Earlier Saturday, candidates who attended South Carolina’s party convention said they thought the United States has lost its global standing during Bush’s presidency. America, they said, needs a Democratic commander in chief to restore its place in the world.
“We are today internationally and domestically a nation that is no longer a leader,” New Mexico Gov. Bill Richardson said.
Former Sen. John Edwards, the 2004 vice presidential nominee, said the world needs to see that “America can be a force for good.”
“What their perception is that America is a bully and we only care about our short-term interests,” Edwards said. “The starting place is to end the bleeding sore that is the war in Iraq.”
Richardson, Edwards and Biden said they would make ending the war a priority.
“The American people are looking for us as Democrats,” said Biden, chairman of the Senate Foreign Relations Committee. “They’re looking for someone literally, not figuratively, to restore America’s place in the world.”
Meanwhile, on the Republican campaign front, CNN’s Bill Schneider reports:
When it comes to Ronald Reagan’s 11th commandment — “Thou shalt not speak ill of thy fellow Republicans” — GOP presidential candidates seem to be losing their religion.
Republican candidates have been speaking a lot of ill — sometimes quite directly.
“Governor [Mitt] Romney, his views … have been moderate to liberal in [the] North, in the Northeast, and it’s all on videotape,” former Virginia Gov.
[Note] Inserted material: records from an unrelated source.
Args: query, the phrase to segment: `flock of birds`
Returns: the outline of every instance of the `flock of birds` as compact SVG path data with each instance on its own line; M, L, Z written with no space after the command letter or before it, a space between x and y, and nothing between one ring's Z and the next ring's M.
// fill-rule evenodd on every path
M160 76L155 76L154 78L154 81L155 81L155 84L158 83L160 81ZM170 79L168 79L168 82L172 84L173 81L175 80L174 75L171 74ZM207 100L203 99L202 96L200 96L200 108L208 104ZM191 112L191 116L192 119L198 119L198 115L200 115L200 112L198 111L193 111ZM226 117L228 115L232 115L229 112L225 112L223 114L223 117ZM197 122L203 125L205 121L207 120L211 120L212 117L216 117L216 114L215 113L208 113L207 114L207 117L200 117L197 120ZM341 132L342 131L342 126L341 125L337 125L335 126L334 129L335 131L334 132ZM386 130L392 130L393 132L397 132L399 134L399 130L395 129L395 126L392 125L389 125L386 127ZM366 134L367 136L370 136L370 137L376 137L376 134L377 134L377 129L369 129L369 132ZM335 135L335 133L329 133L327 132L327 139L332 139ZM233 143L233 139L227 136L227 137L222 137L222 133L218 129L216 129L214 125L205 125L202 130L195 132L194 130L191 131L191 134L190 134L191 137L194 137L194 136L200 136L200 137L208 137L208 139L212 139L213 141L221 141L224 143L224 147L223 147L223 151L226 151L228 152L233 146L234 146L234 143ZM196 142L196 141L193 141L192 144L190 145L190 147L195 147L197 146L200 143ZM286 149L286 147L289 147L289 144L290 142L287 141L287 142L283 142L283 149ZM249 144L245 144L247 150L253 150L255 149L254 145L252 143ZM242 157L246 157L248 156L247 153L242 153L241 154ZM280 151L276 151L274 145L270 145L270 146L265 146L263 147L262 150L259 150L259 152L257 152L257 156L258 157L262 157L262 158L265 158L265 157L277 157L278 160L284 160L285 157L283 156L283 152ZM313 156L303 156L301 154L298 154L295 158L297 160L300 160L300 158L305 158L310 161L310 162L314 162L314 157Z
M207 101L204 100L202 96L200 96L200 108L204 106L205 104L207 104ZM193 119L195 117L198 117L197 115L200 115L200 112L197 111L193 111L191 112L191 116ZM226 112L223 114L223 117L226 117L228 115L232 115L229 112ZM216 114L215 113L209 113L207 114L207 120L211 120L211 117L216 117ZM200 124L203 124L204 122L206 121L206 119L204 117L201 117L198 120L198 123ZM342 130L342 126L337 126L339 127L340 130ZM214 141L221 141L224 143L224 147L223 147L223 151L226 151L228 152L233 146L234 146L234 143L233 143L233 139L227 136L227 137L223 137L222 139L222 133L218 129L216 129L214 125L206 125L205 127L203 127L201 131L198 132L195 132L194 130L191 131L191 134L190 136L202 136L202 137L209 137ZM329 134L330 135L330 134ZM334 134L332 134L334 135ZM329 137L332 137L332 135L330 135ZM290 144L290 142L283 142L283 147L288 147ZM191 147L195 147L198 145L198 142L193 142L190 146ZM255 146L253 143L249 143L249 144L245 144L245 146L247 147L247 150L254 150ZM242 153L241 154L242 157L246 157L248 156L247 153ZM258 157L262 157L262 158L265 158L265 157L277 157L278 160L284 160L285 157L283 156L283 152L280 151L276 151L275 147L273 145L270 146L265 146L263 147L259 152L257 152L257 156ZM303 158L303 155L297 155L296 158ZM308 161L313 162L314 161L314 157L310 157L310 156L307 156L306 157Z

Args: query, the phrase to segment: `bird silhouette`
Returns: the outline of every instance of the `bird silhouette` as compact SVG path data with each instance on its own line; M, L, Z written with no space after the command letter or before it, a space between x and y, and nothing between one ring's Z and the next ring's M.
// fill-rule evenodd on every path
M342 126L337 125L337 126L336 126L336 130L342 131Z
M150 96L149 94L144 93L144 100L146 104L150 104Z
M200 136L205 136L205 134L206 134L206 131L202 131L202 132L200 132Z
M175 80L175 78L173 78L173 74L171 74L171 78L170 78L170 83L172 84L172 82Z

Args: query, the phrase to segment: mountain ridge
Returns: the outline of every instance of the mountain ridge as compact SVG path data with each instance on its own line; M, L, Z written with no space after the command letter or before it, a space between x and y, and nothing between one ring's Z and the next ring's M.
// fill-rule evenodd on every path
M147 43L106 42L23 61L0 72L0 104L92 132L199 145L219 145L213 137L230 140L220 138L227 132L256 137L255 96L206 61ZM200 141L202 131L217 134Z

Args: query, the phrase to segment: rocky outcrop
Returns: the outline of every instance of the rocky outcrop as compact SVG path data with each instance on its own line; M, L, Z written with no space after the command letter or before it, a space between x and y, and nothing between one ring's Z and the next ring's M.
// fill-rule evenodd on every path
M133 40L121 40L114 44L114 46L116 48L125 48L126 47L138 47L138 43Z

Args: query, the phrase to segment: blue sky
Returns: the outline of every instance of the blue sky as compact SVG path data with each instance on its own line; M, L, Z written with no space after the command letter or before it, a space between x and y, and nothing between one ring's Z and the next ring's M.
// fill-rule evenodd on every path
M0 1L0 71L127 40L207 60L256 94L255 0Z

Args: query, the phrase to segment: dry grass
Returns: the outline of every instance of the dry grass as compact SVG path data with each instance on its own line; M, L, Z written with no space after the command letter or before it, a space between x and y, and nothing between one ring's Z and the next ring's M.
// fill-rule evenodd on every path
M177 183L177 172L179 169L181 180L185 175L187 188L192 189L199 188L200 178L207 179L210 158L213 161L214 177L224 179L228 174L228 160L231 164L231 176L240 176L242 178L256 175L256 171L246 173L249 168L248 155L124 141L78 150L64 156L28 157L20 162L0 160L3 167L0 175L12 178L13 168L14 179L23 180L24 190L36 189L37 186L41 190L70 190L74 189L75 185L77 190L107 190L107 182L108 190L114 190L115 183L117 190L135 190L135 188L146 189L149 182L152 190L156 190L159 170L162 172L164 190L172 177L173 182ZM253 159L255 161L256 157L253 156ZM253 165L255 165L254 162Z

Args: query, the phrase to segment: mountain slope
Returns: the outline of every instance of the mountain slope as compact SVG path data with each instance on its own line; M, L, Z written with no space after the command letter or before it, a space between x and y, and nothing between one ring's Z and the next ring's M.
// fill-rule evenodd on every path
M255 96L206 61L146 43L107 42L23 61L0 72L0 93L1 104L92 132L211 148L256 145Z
Jim Gilmore said on “The Situation Room” recently. “And now he’s trying to shift to be a conservative.”
At a Republican dinner in Iowa this month, Gilmore took on his party’s front-runners collectively, saying, “Rudy McRomney is not a conservative.”
The former Massachusetts governor’s response? He said his rivals — Sen. John McCain and former New York Mayor Rudy Giuliani — have changed their minds on issues, too.
And talk about speaking ill of a fellow Republican, President Bush is not off limits:
“We all know the war in Iraq has not gone well,” McCain said. “We have made mistakes, and we have paid grievously for them.”
Bush is very unpopular. Conservatives want to make the point that it’s not because he’s a conservative. Instead, they say, it’s because his administration has wandered away from conservative principles.
Republicans are supposed to be disciplined and on message. Not this time.
It has been said that when Democrats lose an election, they form a circular firing squad. Last year, Republicans lost. So it’s their turn to fire on one another.